Before boarding Air Force One for a vacation in Hawaii, the president gave a year-end news conference with a spring in his step, buoyed by a surge in US economic growth and newly confident after having stymied his Republican critics with unilateral actions on immigration and Cuba.
Bantering with reporters, granting questions only to women and wishing all the Hawaiian Christmas greeting, “Mele Kalikimaka,” Obama appeared energised and exuded an I’m-not-done-yet attitude.
“There is no doubt that we can enter into the new year with renewed confidence that America’s making significant strides where it counts,” he said.
The Washington Post declared recently that Obama had “the worst year in Washington,” a grim assessment after the president struggled to respond to a variety of foreign and domestic crises from beheadings by Islamic State to Russia’s aggression against Ukraine to racial unrest in Ferguson, Missouri.
He was quickly labeled a lame duck after his Democrats’ dramatic mid-term election losses to resurgent Republicans in early November. Already a multitude of potential candidates are jockeying for position in the looming fight to succeed him in 2016.
Obama’s actions in the weeks since the elections, however, have foiled the conventional wisdom that his presidency is largely over.

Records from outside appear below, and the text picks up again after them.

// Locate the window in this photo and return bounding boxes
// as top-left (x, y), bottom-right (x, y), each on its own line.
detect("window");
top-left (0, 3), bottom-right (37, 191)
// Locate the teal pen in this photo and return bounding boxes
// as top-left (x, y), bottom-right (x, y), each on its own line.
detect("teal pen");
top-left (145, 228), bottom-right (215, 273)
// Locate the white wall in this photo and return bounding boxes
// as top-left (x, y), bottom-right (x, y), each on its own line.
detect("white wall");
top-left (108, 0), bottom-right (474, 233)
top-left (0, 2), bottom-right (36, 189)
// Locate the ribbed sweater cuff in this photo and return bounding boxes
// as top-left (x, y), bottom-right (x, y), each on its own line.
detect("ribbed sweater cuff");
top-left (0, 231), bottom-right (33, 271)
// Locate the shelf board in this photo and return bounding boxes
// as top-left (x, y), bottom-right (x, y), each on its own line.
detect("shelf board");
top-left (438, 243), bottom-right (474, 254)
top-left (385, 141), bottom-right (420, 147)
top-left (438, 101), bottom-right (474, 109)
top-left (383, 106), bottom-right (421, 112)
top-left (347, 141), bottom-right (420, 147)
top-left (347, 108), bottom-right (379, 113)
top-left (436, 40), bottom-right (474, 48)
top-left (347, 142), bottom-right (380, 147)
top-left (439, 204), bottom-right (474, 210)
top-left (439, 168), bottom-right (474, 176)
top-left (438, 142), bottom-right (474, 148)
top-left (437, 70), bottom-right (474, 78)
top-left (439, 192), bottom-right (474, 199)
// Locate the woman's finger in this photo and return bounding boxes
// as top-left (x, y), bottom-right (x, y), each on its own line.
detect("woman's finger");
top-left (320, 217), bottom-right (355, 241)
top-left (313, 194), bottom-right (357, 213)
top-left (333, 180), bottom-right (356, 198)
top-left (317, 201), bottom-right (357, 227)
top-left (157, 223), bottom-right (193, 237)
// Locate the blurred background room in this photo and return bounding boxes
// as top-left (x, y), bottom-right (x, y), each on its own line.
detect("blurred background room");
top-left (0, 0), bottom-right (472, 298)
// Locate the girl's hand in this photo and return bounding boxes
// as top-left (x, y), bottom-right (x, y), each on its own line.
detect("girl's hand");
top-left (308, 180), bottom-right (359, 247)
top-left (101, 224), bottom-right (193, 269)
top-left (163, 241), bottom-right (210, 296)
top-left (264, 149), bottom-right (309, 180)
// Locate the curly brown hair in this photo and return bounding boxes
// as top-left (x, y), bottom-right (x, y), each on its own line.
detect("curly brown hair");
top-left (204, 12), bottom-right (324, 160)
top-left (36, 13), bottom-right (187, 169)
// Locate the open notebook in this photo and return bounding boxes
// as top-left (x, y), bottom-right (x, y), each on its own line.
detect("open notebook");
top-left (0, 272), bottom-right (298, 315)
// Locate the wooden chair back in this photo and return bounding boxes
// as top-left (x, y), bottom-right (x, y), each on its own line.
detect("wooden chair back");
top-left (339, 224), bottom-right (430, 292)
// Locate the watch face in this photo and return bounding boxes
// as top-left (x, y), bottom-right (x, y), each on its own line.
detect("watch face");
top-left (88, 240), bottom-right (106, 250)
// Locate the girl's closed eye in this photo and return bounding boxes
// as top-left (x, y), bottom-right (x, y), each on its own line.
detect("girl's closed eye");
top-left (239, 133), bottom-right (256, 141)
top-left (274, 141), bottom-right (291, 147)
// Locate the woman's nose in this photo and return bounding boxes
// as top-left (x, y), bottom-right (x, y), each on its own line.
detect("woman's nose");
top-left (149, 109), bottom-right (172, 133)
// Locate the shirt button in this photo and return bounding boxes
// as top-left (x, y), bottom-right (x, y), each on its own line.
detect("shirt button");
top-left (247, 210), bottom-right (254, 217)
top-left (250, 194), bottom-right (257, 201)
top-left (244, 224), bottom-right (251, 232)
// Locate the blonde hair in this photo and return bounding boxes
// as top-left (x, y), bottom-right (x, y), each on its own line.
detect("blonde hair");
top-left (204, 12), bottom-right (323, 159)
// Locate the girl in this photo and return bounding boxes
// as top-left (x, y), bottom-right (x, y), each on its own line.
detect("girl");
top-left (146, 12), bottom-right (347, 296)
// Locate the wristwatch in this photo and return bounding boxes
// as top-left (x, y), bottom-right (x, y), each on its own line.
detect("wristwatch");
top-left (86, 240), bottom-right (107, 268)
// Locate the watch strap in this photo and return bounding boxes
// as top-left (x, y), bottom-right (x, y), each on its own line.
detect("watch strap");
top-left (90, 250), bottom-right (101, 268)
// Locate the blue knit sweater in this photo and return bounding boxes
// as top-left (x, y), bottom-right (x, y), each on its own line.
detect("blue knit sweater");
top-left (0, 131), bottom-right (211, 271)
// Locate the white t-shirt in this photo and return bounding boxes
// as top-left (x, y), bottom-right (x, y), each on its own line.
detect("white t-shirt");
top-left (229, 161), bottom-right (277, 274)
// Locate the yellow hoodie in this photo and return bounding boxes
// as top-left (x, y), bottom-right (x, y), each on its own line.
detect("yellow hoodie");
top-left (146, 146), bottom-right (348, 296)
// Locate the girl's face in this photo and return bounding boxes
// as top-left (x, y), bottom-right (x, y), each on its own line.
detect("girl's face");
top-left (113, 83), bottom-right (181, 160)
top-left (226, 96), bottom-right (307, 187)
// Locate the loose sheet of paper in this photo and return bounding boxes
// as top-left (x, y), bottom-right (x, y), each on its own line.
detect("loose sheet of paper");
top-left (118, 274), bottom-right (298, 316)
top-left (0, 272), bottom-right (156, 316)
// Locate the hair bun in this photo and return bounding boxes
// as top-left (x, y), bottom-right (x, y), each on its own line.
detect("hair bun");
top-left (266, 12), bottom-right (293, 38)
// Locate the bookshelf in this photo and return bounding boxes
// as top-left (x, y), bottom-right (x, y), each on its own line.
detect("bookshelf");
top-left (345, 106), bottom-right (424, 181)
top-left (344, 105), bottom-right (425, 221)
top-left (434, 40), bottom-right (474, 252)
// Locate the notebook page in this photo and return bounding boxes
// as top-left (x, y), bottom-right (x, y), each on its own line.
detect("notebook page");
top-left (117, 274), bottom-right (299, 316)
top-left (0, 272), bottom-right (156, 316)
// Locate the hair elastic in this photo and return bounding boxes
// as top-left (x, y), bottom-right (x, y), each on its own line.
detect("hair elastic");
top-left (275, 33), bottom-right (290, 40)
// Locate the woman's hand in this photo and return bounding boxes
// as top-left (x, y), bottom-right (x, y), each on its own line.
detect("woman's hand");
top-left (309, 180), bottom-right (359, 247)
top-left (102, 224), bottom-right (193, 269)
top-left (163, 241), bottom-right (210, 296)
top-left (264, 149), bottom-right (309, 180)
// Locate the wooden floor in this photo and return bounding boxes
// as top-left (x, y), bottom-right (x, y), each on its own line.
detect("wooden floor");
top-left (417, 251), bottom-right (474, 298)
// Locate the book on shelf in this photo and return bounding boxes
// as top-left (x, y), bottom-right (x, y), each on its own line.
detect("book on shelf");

He bypassed a divided Congress to reform immigration on his own, ignored congressional critics this week by moving to normalise relations with Cold War-era foe Cuba, and reached a compromise deal with Republicans on a $1.1 trillion spending bill to the chagrin of some Democrats.
Perhaps the biggest factor in Obama’s improved mood has been stronger economic growth and job creation after the long tepid period that marked much of a presidency that began in early 2009 when the economy was mired in deep recession.
It is an old truth of American politics that presidents have a greater ability to strike compromises and go against their party’s orthodoxy in their last two years in office, when they don’t have to face the voters again.